If and when I end this blog, it will be a sad day.  And I might mourn it.  But the reason you mourn something is because it's not coming back--or, at least, it seems not to be coming back.  I must say, in some way I'm mourning my days as a "trans" person.  Why?  In a lot of ways, it was a very exciting time in my life.  During the year before I started to live full-time as Justine, I spent a lot of time in therapy and support groups, started taking hormones and met lots of people who were very different from anyone I'd ever known, and came to love people I never knew I'd love.  The last time I learned as much in a year as I did during that year was probably some year early in my childhood.


Plus, that year, and the ones that followed, were the first time in my life I didn't feel like a victim.  Perhaps that seems paradoxical, as I undertook the journey I've made because, really, I am what I am --at least in one way--through no choice of mine, and I decided to embrace it because I couldn't run from it anymore.  


Mourning something is not the same as missing it.  Whatever you miss is not dead or finished:  You still have access to her, him or it in some way.  That's how I feel, oddly enough, about my surgery and the days immediately afterward.  I was describing this to a woman I know.  She, who has grown children, said, "Well, you were giving birth to yourself.  Why wouldn't you miss that?"  She explained that she still sometimes misses giving birth to her children; she would do it again because "nothing else has given me so much joy."  This woman has many other personal as well as professional accomplishments. But none, she said, gave her quite the same sense of fulfillment and joy as giving birth to, or raising, her kids.

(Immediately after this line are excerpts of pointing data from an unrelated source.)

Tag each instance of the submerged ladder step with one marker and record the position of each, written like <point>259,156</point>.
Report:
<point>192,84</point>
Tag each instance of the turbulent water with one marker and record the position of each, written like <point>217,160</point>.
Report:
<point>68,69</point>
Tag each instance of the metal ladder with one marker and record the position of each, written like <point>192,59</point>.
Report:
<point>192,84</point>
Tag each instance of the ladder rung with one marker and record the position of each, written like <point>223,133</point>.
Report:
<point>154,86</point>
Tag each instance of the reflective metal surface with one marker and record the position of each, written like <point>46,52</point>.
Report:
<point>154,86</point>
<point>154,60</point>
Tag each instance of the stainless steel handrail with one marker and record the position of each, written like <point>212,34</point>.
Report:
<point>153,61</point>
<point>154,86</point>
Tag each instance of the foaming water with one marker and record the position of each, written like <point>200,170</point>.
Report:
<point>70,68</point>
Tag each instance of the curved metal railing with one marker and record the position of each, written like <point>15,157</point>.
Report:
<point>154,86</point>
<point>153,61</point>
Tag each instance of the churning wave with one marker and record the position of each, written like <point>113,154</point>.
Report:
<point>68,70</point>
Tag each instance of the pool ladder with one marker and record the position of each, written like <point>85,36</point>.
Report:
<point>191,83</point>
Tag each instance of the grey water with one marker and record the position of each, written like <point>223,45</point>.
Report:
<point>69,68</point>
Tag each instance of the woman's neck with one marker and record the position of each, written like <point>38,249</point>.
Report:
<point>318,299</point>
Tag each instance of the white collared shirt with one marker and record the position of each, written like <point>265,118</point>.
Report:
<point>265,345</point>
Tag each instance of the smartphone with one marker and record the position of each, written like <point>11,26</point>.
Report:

I'm not saying that this is true for all women.  Indeed, I've talked with other women who say that their decision not to have children is the best they ever made.  And there are still other women--and men--who simply should not have children, for any number of reasons.  For that matter, it's probably a good thing I didn't have children.  That was a conscious choice:  Twice I've been with women who wanted children and were perfectly capable of having them.  My wish not to have children is one of the reasons I didn't stay with either of those women.  


If we follow the "birth" analogy, at what stage of "motherhood" am I now?  Friday will mark ten months since my surgery.  What do mothers do for their ten-month-old children?


One thing this "mother" (or "daughter," depending on how you think of it) did late today was to go for a bike ride.  My little trip took me down to the Red Hook piers.  I called my mother from there.  Not having been anywhere near that waterfront in at least thirty years, she wondered what I was doing there.  "Even when I was a kid, people thought it was a rough area," she explained.  I described how it's slowly being turned into Soho-by-the-bay:  Abandoned factories and warehouses have been turned into artist's lofts and studios as well as office spaces for small not-for-profit organizations.  


"Things change," my mother declared. "Time moves on."